Code: Select all: PATH=$PATH:/opt/homebrew/bin export PATH filename=$(basename "$1") converting_directory=~/Documents/processed/ echo $converting_directory # /Users/sam/Documents/processed/ echo $filename # test.pdf echo "$1" # /Users/sam/Documents/inbox/hazel-scan-ocr/test.pdf ocrmypdf --no-progress-bar "$1" "$converting_directory""$filename"

I also tried recreating the script in an external file and calling it from Hazel, but both attempts result in the same error.

Code: Select all: New Signature:{dateAdded >[cd] dateMatched}:{(shellscript:/opt/homebrew/bin/zsh:cba2c281810ecaa9d147a8c2dd7d34ad,{ })} 2024-01-08 12:52:32.230 hazelworker[60993] DEBUG: == script output == /Users/sam/Documents/processed/ test.pdf /Users/sam/Documents/inbox/hazel-scan-ocr/test.pdf 1 [tesseract] Leptonica Error in fopenReadStream: file not found: 000001_ocr.png 1 [tesseract] Leptonica Error in findFileFormat: image file not found: /tmp/ocrmypdf.io.u1oblfdh/000001_ocr.png 1 [tesseract] Leptonica Error in fopenReadStream: file not found: PNG 1 [tesseract] Leptonica Error in pixRead: image file not found: PNG 1 [tesseract] Image file PNG cannot be read! 1 [tesseract] Error during processing. SubprocessOutputError == End script output ==

The fact that I can call the script directly from the terminal and it runs without error makes me think there's a pathing issue, but I'm not sure what else to try. In Hazel I have the shell set to /opt/homebrew/bin/zsh which is the output of $ which zsh.

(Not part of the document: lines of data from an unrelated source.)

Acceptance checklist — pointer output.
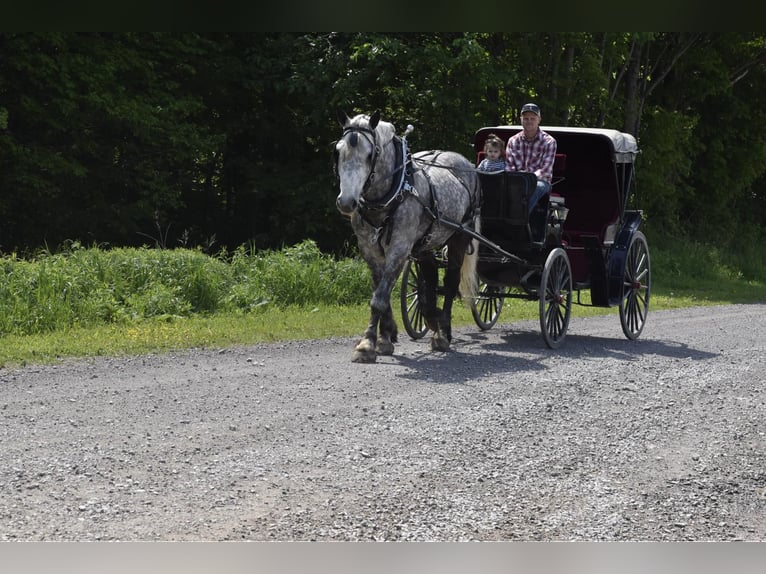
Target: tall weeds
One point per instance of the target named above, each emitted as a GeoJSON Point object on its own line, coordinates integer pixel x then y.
{"type": "Point", "coordinates": [81, 286]}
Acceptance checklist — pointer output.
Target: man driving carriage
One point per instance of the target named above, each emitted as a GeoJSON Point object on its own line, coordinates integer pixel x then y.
{"type": "Point", "coordinates": [532, 150]}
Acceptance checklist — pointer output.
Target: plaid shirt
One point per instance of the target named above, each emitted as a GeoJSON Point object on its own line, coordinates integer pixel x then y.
{"type": "Point", "coordinates": [492, 164]}
{"type": "Point", "coordinates": [535, 156]}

What is 000001_ocr.png? That is the file the program is complaining about.

Note that running things in Terminal is a different environment from running them in Hazel. You cannot assume any env vars are set and need to set those in your script.

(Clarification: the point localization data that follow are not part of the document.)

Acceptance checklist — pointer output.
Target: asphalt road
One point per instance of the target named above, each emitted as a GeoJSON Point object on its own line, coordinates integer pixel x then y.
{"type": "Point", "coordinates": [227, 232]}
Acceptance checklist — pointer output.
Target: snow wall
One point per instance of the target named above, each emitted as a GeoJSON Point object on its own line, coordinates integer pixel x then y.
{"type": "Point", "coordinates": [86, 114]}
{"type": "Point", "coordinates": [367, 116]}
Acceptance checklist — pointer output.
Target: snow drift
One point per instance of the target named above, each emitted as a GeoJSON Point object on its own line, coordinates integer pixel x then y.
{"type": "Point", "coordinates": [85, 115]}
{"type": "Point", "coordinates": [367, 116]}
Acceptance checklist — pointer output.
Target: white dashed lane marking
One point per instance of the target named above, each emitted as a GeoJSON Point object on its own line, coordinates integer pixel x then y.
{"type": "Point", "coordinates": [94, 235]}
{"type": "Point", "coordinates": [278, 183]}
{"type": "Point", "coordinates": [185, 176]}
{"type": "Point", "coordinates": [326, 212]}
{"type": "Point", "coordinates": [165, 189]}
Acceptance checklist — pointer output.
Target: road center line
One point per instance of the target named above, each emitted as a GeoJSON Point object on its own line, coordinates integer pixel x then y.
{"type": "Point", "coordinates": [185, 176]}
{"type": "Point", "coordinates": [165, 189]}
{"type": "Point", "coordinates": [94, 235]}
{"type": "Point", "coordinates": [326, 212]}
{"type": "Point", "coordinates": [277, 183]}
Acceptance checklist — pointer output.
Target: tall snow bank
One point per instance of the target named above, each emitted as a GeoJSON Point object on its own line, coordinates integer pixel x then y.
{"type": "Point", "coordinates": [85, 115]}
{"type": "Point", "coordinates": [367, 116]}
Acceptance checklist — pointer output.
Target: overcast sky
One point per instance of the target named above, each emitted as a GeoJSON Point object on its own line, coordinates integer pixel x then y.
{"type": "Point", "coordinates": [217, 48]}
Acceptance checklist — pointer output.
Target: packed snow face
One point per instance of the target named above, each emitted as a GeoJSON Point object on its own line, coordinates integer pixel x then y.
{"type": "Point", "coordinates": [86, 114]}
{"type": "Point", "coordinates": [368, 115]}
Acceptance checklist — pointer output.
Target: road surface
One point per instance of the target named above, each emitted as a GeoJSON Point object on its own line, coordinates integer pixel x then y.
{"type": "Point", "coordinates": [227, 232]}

000001_ocr.png is a temporary file created by Ghostscript as part of the OCR process. When I ran this issue by the OCRmyPDF creator their response was

My guess would be that macOS or Hazel is virtualizing /tmp in some way.
The file that is missing is supposed to be created by Ghostscript. (The gs -dQUIET command above tesseract.) That command completes without error, but the expected file is not created, so it's putting it somewhere else.

You could try setting an environment variable TMPDIR to redirect it to somewhere like /Users/you/tmp since I think that is less likely to be defeated.

After explicitly setting the TMPDIR environment variable as suggested, the script is working again. Here is the working version

Code: Select all: PATH=$PATH:/opt/homebrew/bin export PATH export TMPDIR="/Users/sam/tmp/" filename=$(basename "$1") converting_directory=~/Documents/processed/ if ocrmypdf --clean --rotate-pages --no-progress-bar -v 1 "$1" "$converting_directory""$filename" then tag -a "pdf/a,scan" "$converting_directory""$filename" rm $1 echo "OCR succeeded" else echo "OCR failed" fi

So at this point I guess my remaining questions are
1. Is this an appropriate solution for when Hazel needs to know about TMPDIR, and
2. What changed to make this solution necessary? How was Hazel able to access TMPDIR in the past?

That would be the way to work around it. Is TMPDIR set when in Terminal?

Yes, when I echo $TMPDIR in Terminal it returns "/var/folders/blah/blah", but when I echo $TMPDIR in the Hazel embedded script it returns nothing.

So that would be a case of something you have to explicitly define in Hazel's environment.

Makes sense! Not sure how it was working before, but happy to have a solution. Thank you for the guidance.